Treatment for hairy cell leukemia?

A

purine analog meds; splenectomy if symptomatic splenomegaly

52
Q

What are the causes of spontaneous splenic rupture?

A

Mononucleosis, malaria, sepsis, sarcoid, leukemia, polycythemia vera

53
Q

What is splenosis? Cause?

A

Splenic implants; usually related to trauma

54
Q

When do you see Howell-Jolly bodies?

A

In hyposplenism

55
Q

What is the most common cause of splenic artery or splenic vein thrombosis?

A

Pancreatitis

56
Q

What patients get splenic artery aneurysms?

A

Females; secondary to fibromuscular dysplasia, atherosclerosis

57
Q

What are pappenheimer bodies?

A

Iron deposits

58
Q

Embryology of spleen

A

mesoderm, capillary network develops in 30 days, B&T cells show up in 13 weeks, IgG and IgM available in 3rd trimester

59
Q

What do you suspect if a patient with hematologic disease has persistence after splenectomy?

A

accessory or acquired splenosis

60
Q

What is a feared complication after splenectomy that can demonstrate itself as sepsis w/ an intra-abdominal fluid collection?

A

pancreatic injury - drain, abx

61
Q

What is the most common visceral artery aneurysm?

A

splenic artery aneurysm

62
Q

If you are mobilizing the splenic flexure, what must you mutch for near the spleen?

A

inferior pole arteries - can cause problematic bleeding

63
Q

What extra medication must be given to young children s/p splenectomy?

A

penicillin for PNA ppx x2 years

64
Q

How do you treat a splenic abscess?

A

splenectomy and abx

65
Q

When does OPSI usually occur?

A

within the first 2 years post-splenectomy

66
Q

Who is at greatest risk of getting OPSI?

A

Postsplenectomy sepsis is greatest in patients with underlying hematologic conditions.
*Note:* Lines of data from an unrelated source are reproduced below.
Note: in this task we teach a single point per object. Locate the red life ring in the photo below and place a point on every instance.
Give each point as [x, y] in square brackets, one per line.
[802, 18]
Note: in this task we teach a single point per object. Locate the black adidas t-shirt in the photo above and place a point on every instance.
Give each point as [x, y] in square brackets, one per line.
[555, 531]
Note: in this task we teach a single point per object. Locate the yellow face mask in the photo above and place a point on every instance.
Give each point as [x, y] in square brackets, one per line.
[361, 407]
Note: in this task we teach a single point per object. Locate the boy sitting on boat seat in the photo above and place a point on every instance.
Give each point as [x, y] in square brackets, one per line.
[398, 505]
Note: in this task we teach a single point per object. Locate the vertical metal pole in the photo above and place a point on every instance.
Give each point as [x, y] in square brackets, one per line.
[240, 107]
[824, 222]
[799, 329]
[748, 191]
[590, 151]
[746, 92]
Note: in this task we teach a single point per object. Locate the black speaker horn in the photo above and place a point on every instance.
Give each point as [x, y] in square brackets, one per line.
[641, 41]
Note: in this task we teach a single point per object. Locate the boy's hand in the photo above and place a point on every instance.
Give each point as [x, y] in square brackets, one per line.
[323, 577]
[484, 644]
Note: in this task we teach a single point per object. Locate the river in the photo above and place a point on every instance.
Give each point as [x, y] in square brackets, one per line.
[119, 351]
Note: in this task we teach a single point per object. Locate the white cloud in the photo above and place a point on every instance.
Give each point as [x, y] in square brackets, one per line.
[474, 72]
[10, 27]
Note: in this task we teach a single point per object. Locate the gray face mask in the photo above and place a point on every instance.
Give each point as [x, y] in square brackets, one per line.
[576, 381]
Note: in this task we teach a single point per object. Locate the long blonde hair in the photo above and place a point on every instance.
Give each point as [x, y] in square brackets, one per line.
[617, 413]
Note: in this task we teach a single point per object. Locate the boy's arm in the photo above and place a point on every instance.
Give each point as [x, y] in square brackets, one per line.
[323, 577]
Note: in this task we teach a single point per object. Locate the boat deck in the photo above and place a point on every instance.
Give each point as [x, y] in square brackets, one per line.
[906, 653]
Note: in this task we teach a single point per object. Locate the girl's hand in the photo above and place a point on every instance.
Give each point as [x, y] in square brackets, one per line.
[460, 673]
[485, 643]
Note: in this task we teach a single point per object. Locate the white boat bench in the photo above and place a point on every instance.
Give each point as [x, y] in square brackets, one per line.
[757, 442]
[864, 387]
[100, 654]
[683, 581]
The risk in children is higher than in adults. Sepsis is seen particularly in children younger than 15 years of age, mostly in those younger than 5.

67
Q

In pts w/ G6PD def, what are some triggers for anemia?

A

Infection is common. Also sulfonamides, fava beans, antimalarials, and nitrofurantoin.

68
Q

Hypotension, abdominal tenderness, and splenomegaly are common symptoms of what process?

A

Hypersplenism

69
Q

After partial splenectomy, at what portion of remaining spleen can function be expected to be maintained (not requiring postop vaccination)?

A

Splenic function is preserved in patients with more than one-third of the spleen remaining.

70
Q

What initial tests are helpful in determining accessory/remnant spleen in patients s/p splenectomy who have recurrent symptoms?

A

Radionucleotide imaging and blood smear.
Expect to see spleen tissue in hilum and lack of Howell-Jolly bodies on blood smear.